The evergreening of large corporate loans is at the root of Indian banks’ bad loan crisis and the issue of regulatory forbearance on MSME loans was one of the key bones of contention in the RBI-government standoff. In this backdrop, it is not surprising that the RBI’s decision to grant banks additional leeway to restructure their MSME loans, should attract trenchant criticism. Fears that this move will undermine India’s credit culture, already weakened by corporate loan write-offs and farm loan waivers, are understandable. But then, multiple events beyond their control have dealt a body blow to MSME finances in the last couple of years. Fire-fighting measures have now become inevitable to prevent their liquidity crisis from snowballing.

It is wrong to compare RBI’s latest concession for MSMEs with banks’ wholesale restructuring of large corporate loans, on many counts. One, India Inc’s large defaulters were funded by public money, with promoters having little skin in the game. But the majority of MSMEs are owner-funded with promoters’ fortunes closely intertwined with the business. Two, despite chipping in with 30 per cent of India’s GDP, MSMEs get less than their fair share of bank credit, garnering just 14 per cent of the credit pie. Three, while many large corporate defaulters have landed at the NCLT due to over-ambitious projects and wilful funds diversion, MSMEs are mostly victims of usurious interest rates and inordinate payment delays by clients. An RBI research paper in August 2018 noted the genesis of this crisis lay in banks sharply pruning MSME loans in the two years prior to demonetisation. By the time they resumed lending in late 2017, MSMEs had to contend with the demand shock from the note ban and botched implementation of GST. This is also why RBI’s attempts to transition MSMEs from a 180-day bad loan recognition norm to the 90-day rule had to be deferred. Even RBI’s latest leeway to lenders to restructure MSME loans is one-off and has several conditions attached. This dispensation is only for GST-registered borrowers with loans of up to ₹25 crore, currently treated as standard. Estimates peg the value of MSME loans that could meet these criteria at ₹10,000-12,000 crore, posing no big risk to bank balance sheets.

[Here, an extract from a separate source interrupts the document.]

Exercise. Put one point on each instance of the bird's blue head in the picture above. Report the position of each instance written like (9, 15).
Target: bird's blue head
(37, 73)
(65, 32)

But having made this concession, the RBI, banks and the government must now try and ensure that these MSMEs get back on their feet, without turning NPAs. Given that regional private banks and NBFCs have a far better credit record with MSMEs than public sector banks, they must collaborate on new MSME loans. The Trade Receivables Discounting System (TReDS) is an important platform to grant MSMEs access to low-cost finance and more firms must be nudged to onboard it. Finally, the lack of reliable data on the financial performance and operating characteristics of the MSME sector has been the biggest impediment to diagnosing and resolving the current crisis, and this needs to be addressed on a war footing.